SC furosemide infusions are commonly used in patients with advanced HF and palliative care needs for whom hospitalisation is unsuitable or unwanted [108]. Data from small randomised studies suggest that subcutaneous furosemide may have a similar diuretic effect to IV furosemide [109,110,111]: larger studies are planned (EudraCT 2020–004833-19) [112].

However, caution is required when interpreting trials of out-patient strategies. Days alive out-of-hospital at a given point in time may be an appealing primary endpoint [102, 112], but it is problematic. Randomising patients to out-patient parenteral treatment immediately shortens the length of the index hospitalisation. The median length of stay in a hospital in the UK is 8 days [4], and patients randomised to out-patient treatment will get a head start. If patients require longer treatment in the out-patient setting than they do as an in-patient due to insufficient diuresis, the days spent out-of-hospital will be greater, but disability due to symptoms, and the inconvenience of increased urine output, health care visits, and treatment equipment will be prolonged. Another problem is that any potential harm of early discharge may take longer than 30 days to manifest; days alive and out-of-hospital may be similar or greater in the early discharge arm at more distant time points.

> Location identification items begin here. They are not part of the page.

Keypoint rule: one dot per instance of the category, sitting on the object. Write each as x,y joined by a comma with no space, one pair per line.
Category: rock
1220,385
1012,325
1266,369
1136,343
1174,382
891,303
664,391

Treatment in the out-patient setting is only safe if patients are able to cope with the increased burdens of transport, increased urine output at home, and the equipment for IV or SC furosemide infusions. Patients who are deemed unable to cope are likely to be excluded from the trials. The vast majority of patients admitted to hospital with HF are aged over 75, with moderate to severe peripheral oedema, NYHA class III or IV symptoms, and multiple co-morbidities [4]. It is unclear what proportion of patients admitted to hospital with HF would be suitable for parenteral treatment in the out-patient setting. Eligibility may depend far more on social circumstances than on patient or disease characteristics.

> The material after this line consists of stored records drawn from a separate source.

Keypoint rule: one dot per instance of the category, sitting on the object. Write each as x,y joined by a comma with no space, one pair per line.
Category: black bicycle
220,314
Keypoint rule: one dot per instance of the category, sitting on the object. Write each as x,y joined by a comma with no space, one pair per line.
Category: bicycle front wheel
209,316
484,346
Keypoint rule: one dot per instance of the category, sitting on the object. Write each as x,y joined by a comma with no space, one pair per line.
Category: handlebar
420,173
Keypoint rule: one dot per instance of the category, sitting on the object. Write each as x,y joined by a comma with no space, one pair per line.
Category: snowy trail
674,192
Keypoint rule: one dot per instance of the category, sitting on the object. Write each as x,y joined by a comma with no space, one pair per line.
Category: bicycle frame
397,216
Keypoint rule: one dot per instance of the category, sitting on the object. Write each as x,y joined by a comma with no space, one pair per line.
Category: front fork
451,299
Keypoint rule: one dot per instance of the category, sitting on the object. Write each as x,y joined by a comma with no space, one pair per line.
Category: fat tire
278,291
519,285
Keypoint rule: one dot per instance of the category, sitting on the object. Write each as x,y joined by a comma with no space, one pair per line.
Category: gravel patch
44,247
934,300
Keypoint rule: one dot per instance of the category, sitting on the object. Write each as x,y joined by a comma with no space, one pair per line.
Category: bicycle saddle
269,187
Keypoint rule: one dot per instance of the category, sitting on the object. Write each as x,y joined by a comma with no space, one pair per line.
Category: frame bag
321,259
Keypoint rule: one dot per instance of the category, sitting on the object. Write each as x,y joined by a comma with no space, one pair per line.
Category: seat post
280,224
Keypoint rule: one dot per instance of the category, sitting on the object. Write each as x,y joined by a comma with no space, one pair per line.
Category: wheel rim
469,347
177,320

Finally, there are very few data comparing parenteral diuretic therapy to increased oral therapy. In the only head-to-head RCT in patients with HF (N = 10), there was a little difference in the urine output 8 h after treatment between those receiving 80 mg furosemide subcutaneously or orally (1550 mL (range 1353 to 1866 ml) vs. 1833 ml (range 1623 to 2726 ml), respectively, P not reported) [110]. Whether increasing oral diuretic is as effective as parenteral treatment given at home is unknown but may be preferable from a health economic and patient convenience point-of-view.

Summary and Conclusion

In 1964, the English physician Wilfred Stokes who used up to 300 mg of furosemide per day wrote that ‘Dosage [of furosemide] is largely arbitrary, governed by limits of known safety, experience, and recommendation.’ [16] Over half a century later, very little has changed.

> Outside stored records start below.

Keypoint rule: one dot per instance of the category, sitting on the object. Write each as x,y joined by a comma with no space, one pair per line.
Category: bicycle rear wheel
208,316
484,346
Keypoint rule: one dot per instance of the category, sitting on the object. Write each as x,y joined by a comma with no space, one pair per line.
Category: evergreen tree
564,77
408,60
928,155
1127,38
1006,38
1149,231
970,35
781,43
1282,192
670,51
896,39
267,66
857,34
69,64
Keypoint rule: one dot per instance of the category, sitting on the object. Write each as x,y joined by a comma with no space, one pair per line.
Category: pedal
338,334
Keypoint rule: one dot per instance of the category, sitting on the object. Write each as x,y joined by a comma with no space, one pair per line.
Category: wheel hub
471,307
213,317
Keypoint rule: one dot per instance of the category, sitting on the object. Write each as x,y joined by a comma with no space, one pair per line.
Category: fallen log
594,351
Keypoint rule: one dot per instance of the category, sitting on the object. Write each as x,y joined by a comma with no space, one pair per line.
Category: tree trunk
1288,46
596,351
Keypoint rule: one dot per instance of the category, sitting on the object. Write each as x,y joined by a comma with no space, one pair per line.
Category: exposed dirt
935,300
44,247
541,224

The results of the DOSE trial are largely ignored by clinical guidelines but demonstrate that high-dose loop diuretic given via a continuous infusion induces a greater diuresis without the need for treatment intensification than does low-dose treatment. Natriuretic-guided dosing of diuretic in PUSH-AHF also found that most patients fail to respond to a low-dose diuretic (even if loop diuretic naïve) and that giving higher doses induces a greater diuresis without an increase in adverse events.

Hospitalisation with severe fluid retention is a common cause of morbidity in patients with HF and for some, high-dose loop diuretic treatment alone may be sufficient. However, hospitalisation often lasts many days, at great cost to the patient and healthcare system. Early discharge and use of parenteral treatment at home or in a furosemide lounge may shorten hospital stay but may only be suitable for a minority of patients. Data from randomised trials on the safety and efficacy of the furosemide lounge is non-existent. An alternative approach may be to speed up in-patient diuresis using combination therapy—loop diuretic plus an adjunctive diuretic treatment—which we will consider in part 2 of this review.